# Wanting to set up mobile espresso business



## gtw1986 (Sep 13, 2015)

Hello,

This is my first post, so thank you for taking the time to read it and hopefully answer my few questions:

I am wanting to start my own mobile espresso business, with a side-line of the usual sweets. Ideally I would prefer a short or long wheel-base van over an Ape or similar so that I am able to travel further afield to events etc. I have experience of working in cafes/bars/coffee shops and supervising teams as well as managing ePOS systems and cash handling etc however, I have hardly any working capital to start-up and I'm not an attractive candidate for business finance as I'm renting and have no assets. So, I would be hoping to fund an initial outlay with cash, through saving and/or loans from family.

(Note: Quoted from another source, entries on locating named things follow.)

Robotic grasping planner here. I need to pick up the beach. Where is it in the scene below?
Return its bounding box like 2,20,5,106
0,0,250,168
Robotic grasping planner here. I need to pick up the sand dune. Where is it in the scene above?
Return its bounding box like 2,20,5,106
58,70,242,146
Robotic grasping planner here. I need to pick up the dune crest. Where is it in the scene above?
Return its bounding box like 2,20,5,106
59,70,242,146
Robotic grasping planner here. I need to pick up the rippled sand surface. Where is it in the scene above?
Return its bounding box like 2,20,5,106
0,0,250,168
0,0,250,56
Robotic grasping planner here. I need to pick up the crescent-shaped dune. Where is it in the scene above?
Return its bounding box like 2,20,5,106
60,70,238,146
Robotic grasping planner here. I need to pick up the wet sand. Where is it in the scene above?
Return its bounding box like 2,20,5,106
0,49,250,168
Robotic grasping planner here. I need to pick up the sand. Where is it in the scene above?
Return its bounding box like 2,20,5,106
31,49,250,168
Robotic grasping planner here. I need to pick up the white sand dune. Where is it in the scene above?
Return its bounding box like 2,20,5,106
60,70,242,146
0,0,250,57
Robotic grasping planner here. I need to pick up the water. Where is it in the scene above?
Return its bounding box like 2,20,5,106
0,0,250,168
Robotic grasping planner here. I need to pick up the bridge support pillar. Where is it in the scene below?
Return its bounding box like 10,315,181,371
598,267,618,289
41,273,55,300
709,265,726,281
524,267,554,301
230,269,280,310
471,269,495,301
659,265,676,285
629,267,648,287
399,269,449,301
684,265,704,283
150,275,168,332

Does anyone know of, or have, a similar sounding van for sale? Also, could anyone point me in the direction of identifying operating costs and does anyone know of any figures given for turnover in various types of locations?

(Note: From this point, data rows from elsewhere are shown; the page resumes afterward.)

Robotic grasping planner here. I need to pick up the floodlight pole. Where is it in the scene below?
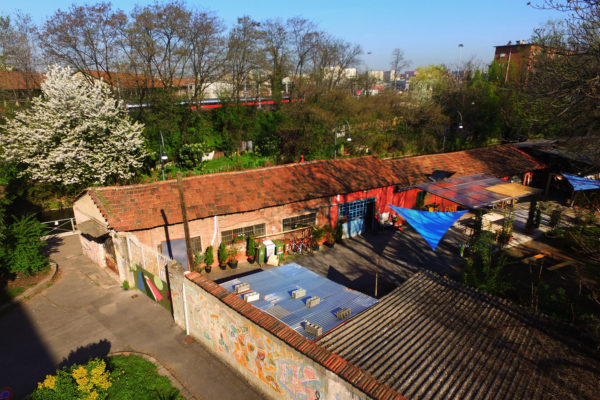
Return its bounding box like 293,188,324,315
333,119,352,160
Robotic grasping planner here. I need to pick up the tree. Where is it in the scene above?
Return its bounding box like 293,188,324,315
527,0,600,144
0,65,143,186
262,20,289,108
39,3,127,86
225,16,264,104
390,48,408,81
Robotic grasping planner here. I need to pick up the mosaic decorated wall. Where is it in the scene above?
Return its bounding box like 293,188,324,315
169,265,369,400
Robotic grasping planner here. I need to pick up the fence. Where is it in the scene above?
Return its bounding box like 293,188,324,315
42,218,76,237
127,235,172,281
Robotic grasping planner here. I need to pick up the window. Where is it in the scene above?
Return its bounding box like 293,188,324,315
283,213,317,232
221,224,265,244
338,198,375,221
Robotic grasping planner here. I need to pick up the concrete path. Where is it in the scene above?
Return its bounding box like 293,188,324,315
0,235,262,400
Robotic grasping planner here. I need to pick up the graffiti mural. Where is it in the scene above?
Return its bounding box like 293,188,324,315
278,361,322,400
130,264,171,312
179,284,366,400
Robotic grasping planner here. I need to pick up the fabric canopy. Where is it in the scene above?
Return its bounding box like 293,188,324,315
561,174,600,191
485,183,541,197
388,204,468,251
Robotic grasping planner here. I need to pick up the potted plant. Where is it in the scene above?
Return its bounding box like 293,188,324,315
194,250,204,272
525,199,538,233
227,247,238,269
323,224,335,247
310,225,325,251
204,246,215,273
246,235,256,264
217,242,228,269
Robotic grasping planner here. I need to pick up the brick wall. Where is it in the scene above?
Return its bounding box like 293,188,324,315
169,262,402,400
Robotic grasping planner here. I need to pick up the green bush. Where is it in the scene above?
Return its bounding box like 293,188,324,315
30,355,183,400
217,242,229,265
204,246,215,267
246,235,256,257
107,356,185,400
548,208,562,229
3,215,48,276
177,143,209,169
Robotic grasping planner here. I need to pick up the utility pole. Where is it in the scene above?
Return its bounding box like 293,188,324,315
177,171,194,271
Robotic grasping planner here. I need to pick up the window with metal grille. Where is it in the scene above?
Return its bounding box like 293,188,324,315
338,198,375,221
221,224,265,244
283,213,317,232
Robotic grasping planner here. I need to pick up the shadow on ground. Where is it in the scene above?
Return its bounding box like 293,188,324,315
293,227,463,297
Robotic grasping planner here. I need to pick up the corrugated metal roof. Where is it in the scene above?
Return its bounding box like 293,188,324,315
316,272,600,400
221,263,377,340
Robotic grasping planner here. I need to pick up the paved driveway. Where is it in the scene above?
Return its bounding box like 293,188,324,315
0,235,262,400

Thank you in advance for any advice offered.

Best wishes,

G


----------



## jlarkin (Apr 26, 2015)

Hi G, @coffeebean runs a similar business and can also potentially help when equipment supply etc.

Sorry I have no direct experience to help. Welcome to the forum


----------



## gtw1986 (Sep 13, 2015)

jlarkin said:


> Hi G, @coffeebean runs a similar business and can also potentially help when equipment supply etc.
> 
> Sorry I have no direct experience to help. Welcome to the forum


Hi jlarkin, thanks for that, I still need a few more posts to PM but that's great to know!


----------



## Rhys (Dec 21, 2014)

I don't know how feasible it is, but how about a caravan or trailer? Saves on road tax, mot etc. which saves you money if you have a car capable of towing it?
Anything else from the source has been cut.